Machine Learning based Classifier for lytic bone lesions of Langerhans cell histocytosis (LCH) and multiple myeloma (MM).

Introduction: Langerhans cell histocytosis (LCH) and multiple myeloma (MM) commonly present with lytic bone lesions. These lesions can be differentiated based on clinical history and histopathology. However, radiologically, there is significant overlap in the finding of these two conditions on F18-FDG-PET/CT. The present study was aimed to find out role of Machine Learning based Classifier to differentiate lytic bone lesions of LCH and MM.

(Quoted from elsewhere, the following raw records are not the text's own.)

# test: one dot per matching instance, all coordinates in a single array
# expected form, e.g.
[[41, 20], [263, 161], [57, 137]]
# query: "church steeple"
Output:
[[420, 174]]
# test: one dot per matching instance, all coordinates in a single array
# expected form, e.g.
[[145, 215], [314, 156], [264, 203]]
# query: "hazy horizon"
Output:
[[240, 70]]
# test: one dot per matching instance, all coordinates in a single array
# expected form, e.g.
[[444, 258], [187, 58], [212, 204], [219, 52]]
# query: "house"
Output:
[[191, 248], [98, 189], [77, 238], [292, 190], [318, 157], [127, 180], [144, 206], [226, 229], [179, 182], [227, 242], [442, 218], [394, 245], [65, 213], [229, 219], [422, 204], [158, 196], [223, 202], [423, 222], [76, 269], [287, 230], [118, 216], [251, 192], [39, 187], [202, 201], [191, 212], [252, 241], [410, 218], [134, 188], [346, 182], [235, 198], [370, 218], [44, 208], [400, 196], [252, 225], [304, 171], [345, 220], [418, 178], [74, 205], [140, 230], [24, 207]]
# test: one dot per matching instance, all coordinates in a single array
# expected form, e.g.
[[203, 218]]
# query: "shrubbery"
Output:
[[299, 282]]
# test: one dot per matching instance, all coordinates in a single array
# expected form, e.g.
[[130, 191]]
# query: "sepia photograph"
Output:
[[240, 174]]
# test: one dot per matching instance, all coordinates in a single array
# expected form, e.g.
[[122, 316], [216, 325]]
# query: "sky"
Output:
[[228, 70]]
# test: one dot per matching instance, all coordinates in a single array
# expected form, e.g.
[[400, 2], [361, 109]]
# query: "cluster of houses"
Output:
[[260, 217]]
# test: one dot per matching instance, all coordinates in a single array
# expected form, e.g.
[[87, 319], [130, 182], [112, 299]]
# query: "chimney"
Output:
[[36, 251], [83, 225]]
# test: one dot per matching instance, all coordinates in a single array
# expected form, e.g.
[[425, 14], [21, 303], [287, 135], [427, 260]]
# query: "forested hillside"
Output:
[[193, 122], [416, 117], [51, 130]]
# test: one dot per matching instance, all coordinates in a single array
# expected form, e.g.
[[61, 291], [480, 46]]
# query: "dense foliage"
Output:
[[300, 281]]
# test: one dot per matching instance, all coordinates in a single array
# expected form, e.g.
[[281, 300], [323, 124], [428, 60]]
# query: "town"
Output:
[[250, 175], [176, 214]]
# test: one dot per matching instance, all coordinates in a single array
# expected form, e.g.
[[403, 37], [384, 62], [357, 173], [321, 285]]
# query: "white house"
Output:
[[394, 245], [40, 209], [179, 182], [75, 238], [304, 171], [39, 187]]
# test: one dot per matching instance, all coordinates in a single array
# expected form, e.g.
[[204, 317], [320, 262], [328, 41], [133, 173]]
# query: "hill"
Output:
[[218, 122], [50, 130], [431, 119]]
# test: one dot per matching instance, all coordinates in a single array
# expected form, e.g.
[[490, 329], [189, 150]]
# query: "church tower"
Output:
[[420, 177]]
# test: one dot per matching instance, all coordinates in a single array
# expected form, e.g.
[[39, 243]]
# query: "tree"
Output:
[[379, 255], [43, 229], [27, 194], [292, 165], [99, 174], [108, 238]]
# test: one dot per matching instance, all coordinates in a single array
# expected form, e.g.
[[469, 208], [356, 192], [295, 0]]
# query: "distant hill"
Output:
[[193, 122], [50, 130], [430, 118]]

Methods: The trans-axial F18-FDG-PET/CT image of histopathologically proven patients of LCH (n=77) and Multiple Myeloma (n=85). The lesion was segmented and texture of the lesion {26 Haralick texture features (13 at 1 pixel, and another 13 at 2-pixel distance)} were computed. Oversampling method was used to balance the dataset and then features having correlation greater than 0.70 were dropped. The remaining four feature vectors were used for training and testing the machine learning model (SVMradial) for classifying the LCH and Multiple myeloma images. The following procedures were repeated fifty times: "random partition of dataset into training and test dataset in the ratio of 70:30, 10-fold cross validation techniques during training, testing the performance of the trained model on test dataset". The model having best performance was selected. All experiments were performed on personal computer in R using the "ROSE" and "CARET" package.

Results: Of 77 LCH patients (mean age = 7.89 ± 9.76 years; median age = 4 years, mode = 2 years, range = 0.5 years to 47 years), 25 patients were female and 52 patients were male. Of 85 Multiple Myeloma patients (mean age = 51.83 ± 9.65 years; range: 31 years to 81 years) 50 patients were male and 35 patients were female. The best performing model (SVMradial) was found to have 89% accuracy, 92% sensitivity and 85% specificity on training dataset. When machine learning SVMradial model was applied on test data set in classifying the lytic lesions of LCH and multiple Myeloma, it was found to have accuracy of 80%, sensitivity of 72%, and specificity of 88%.

Conclusions: The trained machine learning model, SVMradial classifier, was found to differentiate lytic bone lesions of Langerhans cell histocytosis (LCH) and Multiple myeloma with high specificity and accuracy.